How long will an implantable device last?

That’s a key question and concern. If you have someone like our participant, who’s in his early 40s, will it keep working 10, 20, 30, 40 years? For the rest of his life? Deep brain stimulators and cochlear implants do function for those long durations, but their designs are quite different. There’s a macroelectrode that’s just delivering current, which is very different from listening in on this microscopic scale. There are different technical considerations.

One possible solution is to make the device out of living tissue, which is something I just wrote about with my colleague D. Kacy Cullen. Living electrodes and amplifiers may seem a bit like science fiction, but on the other hand, we have over a century of plastic surgeons, neurosurgeons, and orthopedic surgeons doing all kinds of complicated modifications of the body, moving nerves and vessels around. It makes you realize that, in a sense, they’ve already done living electrodes by doing a nerve transfer. So the question becomes whether we can refine that living electrode technology, which could then open up more possibilities.

Are there any final messages you’d like to share with clinician audience of this news organization?

Regardless of our specialty, we’re always telling our patients about the benefits of things like eating healthy, exercise, and sleep. Now we can point to the fact that, 2 years after stroke, all of these brain areas are still active, and devices that can potentially reverse and unparalyze your limbs may be available in the coming 5- or 10-plus years. That gives clinicians more justification to tell their patients to really stay on top of those things so that they can be in as optimal brain-mind health as possible to someday benefit from them.

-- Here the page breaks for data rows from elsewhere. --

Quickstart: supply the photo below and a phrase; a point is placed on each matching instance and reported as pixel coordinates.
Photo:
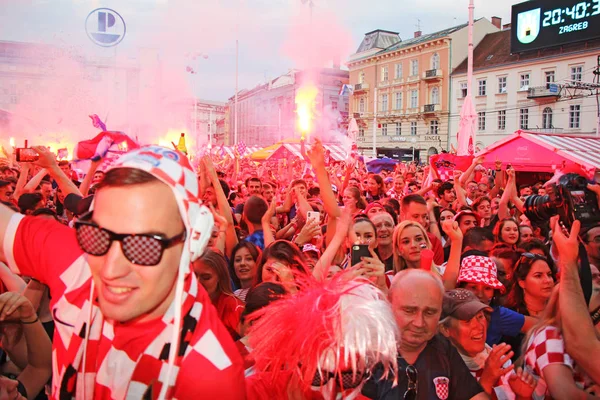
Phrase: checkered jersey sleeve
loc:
(39, 248)
(547, 347)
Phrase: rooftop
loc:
(494, 51)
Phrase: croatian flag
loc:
(241, 148)
(97, 122)
(346, 90)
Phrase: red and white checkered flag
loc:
(241, 148)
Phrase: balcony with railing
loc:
(550, 90)
(432, 74)
(431, 108)
(361, 87)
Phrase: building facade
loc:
(538, 90)
(266, 113)
(204, 117)
(401, 98)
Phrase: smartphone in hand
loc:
(358, 252)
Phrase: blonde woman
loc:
(410, 240)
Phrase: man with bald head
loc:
(429, 367)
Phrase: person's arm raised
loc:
(48, 161)
(6, 215)
(89, 177)
(453, 265)
(579, 333)
(317, 160)
(469, 172)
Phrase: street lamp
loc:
(197, 56)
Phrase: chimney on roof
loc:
(497, 22)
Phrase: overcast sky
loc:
(274, 35)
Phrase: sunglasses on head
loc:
(345, 379)
(413, 380)
(140, 249)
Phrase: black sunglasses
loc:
(345, 379)
(413, 381)
(140, 249)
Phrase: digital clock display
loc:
(539, 24)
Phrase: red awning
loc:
(540, 152)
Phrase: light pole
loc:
(192, 70)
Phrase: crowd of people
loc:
(304, 279)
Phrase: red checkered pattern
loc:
(478, 269)
(442, 387)
(547, 347)
(110, 359)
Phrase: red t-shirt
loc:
(48, 251)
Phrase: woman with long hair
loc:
(280, 262)
(242, 267)
(411, 240)
(507, 231)
(213, 275)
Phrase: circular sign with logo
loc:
(105, 27)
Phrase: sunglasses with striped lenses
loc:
(140, 249)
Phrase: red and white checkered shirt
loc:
(547, 347)
(211, 368)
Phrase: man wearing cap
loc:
(131, 319)
(6, 192)
(429, 367)
(464, 322)
(479, 275)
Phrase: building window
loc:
(398, 73)
(547, 118)
(384, 74)
(524, 83)
(574, 116)
(481, 121)
(524, 118)
(502, 84)
(434, 127)
(435, 61)
(463, 90)
(577, 73)
(482, 84)
(384, 103)
(501, 120)
(435, 95)
(398, 101)
(414, 67)
(414, 98)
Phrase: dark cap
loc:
(78, 205)
(28, 201)
(462, 304)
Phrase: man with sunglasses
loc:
(429, 367)
(131, 319)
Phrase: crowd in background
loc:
(484, 305)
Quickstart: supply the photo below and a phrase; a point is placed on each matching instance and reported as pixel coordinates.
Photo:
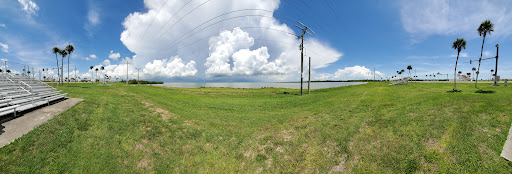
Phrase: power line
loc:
(173, 16)
(182, 18)
(221, 20)
(154, 19)
(176, 42)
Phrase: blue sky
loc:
(352, 37)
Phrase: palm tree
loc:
(459, 44)
(91, 73)
(64, 53)
(96, 73)
(486, 27)
(409, 68)
(56, 51)
(69, 49)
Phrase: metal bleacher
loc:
(19, 93)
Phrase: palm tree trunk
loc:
(62, 71)
(480, 60)
(455, 72)
(58, 71)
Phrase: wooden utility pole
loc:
(309, 75)
(496, 68)
(301, 37)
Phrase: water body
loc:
(259, 85)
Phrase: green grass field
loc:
(375, 128)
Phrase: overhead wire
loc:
(182, 18)
(176, 42)
(154, 18)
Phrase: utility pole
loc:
(301, 37)
(309, 75)
(496, 68)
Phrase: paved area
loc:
(13, 129)
(507, 148)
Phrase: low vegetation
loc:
(374, 128)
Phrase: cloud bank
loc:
(222, 39)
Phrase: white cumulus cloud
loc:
(29, 6)
(106, 62)
(351, 73)
(232, 47)
(168, 68)
(4, 47)
(90, 57)
(240, 44)
(114, 56)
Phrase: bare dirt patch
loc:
(434, 144)
(158, 111)
(340, 167)
(287, 135)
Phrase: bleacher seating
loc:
(19, 93)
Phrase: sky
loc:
(253, 41)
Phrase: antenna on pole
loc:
(301, 37)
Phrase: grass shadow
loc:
(454, 90)
(485, 91)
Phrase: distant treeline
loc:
(142, 82)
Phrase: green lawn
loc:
(374, 128)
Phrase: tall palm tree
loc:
(96, 73)
(69, 49)
(485, 27)
(91, 73)
(459, 44)
(409, 68)
(64, 53)
(56, 51)
(473, 69)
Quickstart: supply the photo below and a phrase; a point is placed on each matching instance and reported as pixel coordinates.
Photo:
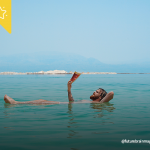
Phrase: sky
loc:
(112, 31)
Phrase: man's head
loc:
(98, 94)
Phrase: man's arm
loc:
(108, 97)
(70, 97)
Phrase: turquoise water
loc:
(75, 126)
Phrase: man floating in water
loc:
(99, 96)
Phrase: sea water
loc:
(75, 126)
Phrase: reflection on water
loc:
(71, 122)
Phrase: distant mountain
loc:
(63, 61)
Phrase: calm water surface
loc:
(75, 126)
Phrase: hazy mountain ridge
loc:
(61, 61)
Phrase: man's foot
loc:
(9, 100)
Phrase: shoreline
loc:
(59, 72)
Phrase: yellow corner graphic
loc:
(5, 14)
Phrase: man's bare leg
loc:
(9, 100)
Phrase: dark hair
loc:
(103, 94)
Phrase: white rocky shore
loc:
(52, 72)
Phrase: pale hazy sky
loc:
(112, 31)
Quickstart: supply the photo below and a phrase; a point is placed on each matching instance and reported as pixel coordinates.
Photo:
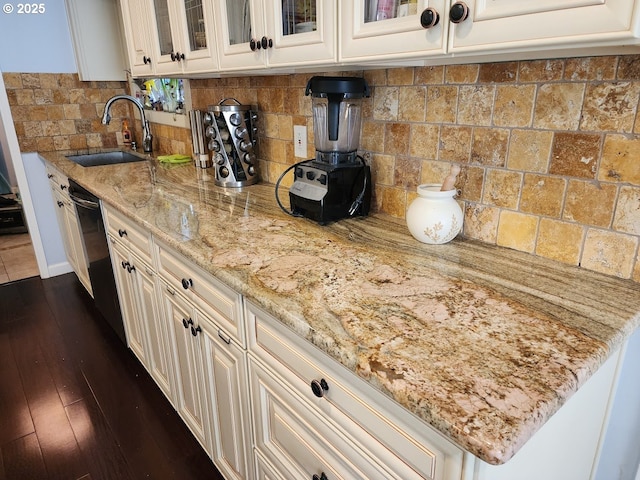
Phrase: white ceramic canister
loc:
(434, 217)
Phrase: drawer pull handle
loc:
(226, 339)
(319, 387)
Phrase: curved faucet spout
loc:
(147, 138)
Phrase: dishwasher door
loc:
(103, 284)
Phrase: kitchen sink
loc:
(106, 158)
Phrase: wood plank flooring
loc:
(75, 404)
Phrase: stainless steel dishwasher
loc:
(105, 294)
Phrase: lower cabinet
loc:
(211, 378)
(69, 227)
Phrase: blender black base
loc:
(327, 193)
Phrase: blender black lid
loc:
(350, 87)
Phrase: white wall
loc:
(35, 43)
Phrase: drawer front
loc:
(216, 299)
(129, 234)
(298, 441)
(384, 428)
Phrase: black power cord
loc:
(355, 206)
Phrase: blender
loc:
(336, 183)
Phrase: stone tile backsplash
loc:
(549, 149)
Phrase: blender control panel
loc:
(310, 181)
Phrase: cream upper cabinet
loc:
(443, 29)
(529, 25)
(260, 33)
(167, 37)
(372, 35)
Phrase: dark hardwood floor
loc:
(75, 403)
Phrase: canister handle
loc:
(229, 98)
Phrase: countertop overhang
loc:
(483, 343)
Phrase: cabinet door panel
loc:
(509, 25)
(303, 32)
(225, 367)
(136, 35)
(187, 361)
(396, 38)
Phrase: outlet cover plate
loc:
(300, 141)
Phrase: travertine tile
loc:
(481, 222)
(392, 201)
(529, 150)
(396, 138)
(542, 195)
(619, 162)
(470, 183)
(429, 75)
(558, 106)
(489, 146)
(412, 104)
(386, 103)
(383, 169)
(627, 218)
(407, 173)
(442, 103)
(475, 105)
(540, 71)
(609, 252)
(499, 72)
(560, 241)
(461, 73)
(514, 105)
(575, 154)
(424, 141)
(590, 203)
(400, 76)
(590, 68)
(502, 188)
(455, 144)
(517, 231)
(610, 107)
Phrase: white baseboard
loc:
(59, 269)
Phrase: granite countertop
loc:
(483, 343)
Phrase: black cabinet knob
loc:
(458, 12)
(429, 18)
(319, 387)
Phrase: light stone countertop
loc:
(483, 343)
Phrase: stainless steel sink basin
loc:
(106, 158)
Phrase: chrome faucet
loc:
(147, 138)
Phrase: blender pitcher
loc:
(337, 117)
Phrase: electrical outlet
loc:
(300, 141)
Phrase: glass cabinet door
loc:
(163, 26)
(299, 16)
(196, 32)
(238, 17)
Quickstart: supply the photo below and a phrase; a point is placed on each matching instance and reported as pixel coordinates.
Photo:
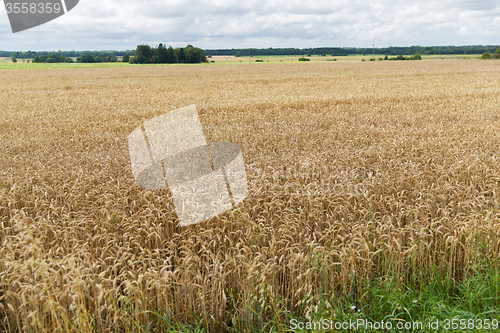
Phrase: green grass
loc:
(432, 299)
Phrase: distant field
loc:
(6, 63)
(357, 173)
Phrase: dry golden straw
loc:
(352, 167)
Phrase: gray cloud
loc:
(96, 24)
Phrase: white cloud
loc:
(96, 24)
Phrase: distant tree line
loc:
(344, 51)
(146, 54)
(68, 54)
(53, 58)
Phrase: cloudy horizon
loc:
(222, 24)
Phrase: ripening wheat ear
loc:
(350, 169)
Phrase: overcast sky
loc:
(217, 24)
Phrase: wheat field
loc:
(354, 170)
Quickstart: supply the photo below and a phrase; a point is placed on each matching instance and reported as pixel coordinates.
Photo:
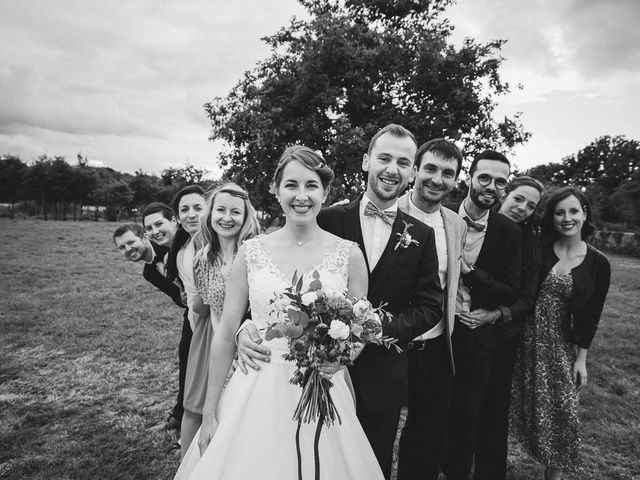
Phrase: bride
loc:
(247, 430)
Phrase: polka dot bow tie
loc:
(475, 225)
(388, 216)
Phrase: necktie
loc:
(388, 216)
(475, 225)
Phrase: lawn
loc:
(88, 364)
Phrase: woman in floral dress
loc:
(551, 367)
(227, 221)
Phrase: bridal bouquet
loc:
(322, 327)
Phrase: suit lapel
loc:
(488, 239)
(352, 227)
(388, 257)
(451, 237)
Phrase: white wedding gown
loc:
(256, 433)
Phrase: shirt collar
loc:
(463, 213)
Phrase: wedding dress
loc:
(255, 438)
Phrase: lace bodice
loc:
(265, 278)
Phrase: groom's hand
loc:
(250, 350)
(207, 430)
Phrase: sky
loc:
(123, 83)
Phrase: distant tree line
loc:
(52, 188)
(608, 169)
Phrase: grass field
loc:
(88, 364)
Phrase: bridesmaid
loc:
(229, 220)
(519, 203)
(551, 367)
(190, 205)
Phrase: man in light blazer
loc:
(431, 365)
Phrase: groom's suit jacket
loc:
(455, 230)
(152, 275)
(406, 280)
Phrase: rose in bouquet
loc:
(322, 327)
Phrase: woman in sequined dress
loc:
(551, 367)
(228, 220)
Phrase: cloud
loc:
(125, 81)
(592, 37)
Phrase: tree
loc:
(331, 82)
(37, 183)
(180, 177)
(12, 174)
(83, 184)
(116, 197)
(609, 171)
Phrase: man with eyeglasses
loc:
(490, 276)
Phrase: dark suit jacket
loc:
(496, 277)
(153, 276)
(407, 281)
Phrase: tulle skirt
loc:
(256, 433)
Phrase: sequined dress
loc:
(256, 433)
(544, 406)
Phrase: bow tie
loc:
(475, 225)
(388, 216)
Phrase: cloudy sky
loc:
(124, 82)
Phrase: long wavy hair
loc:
(549, 232)
(181, 237)
(207, 239)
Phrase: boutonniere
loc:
(405, 238)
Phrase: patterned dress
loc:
(544, 406)
(211, 281)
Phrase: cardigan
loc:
(513, 316)
(591, 281)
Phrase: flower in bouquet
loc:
(322, 327)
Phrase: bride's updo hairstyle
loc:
(309, 158)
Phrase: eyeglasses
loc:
(486, 179)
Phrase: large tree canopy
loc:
(333, 80)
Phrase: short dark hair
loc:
(181, 236)
(307, 157)
(395, 130)
(488, 155)
(158, 207)
(441, 148)
(135, 228)
(524, 181)
(548, 230)
(189, 189)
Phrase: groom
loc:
(401, 257)
(403, 275)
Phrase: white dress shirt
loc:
(435, 221)
(375, 232)
(184, 262)
(470, 252)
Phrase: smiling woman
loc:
(551, 368)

Patients and their families need to be part of the conversation of where this is all going. That’s one thing that’s totally different for brain devices versus other devices, where a person’s psychological state doesn’t necessarily matter. But with a brain device, your mental state, psychosocial situation, exercise, sleep – the way you think about and approach it – actually changes to the structure of the brain pretty dramatically.

I don’t want to cause unreasonable hope that we’re going to snap our fingers and it’s going to be cured. But I do think it’s fair to raise a possibility as a way to say that keeping oneself really healthy is justified.

A version of this article first appeared on Medscape.com.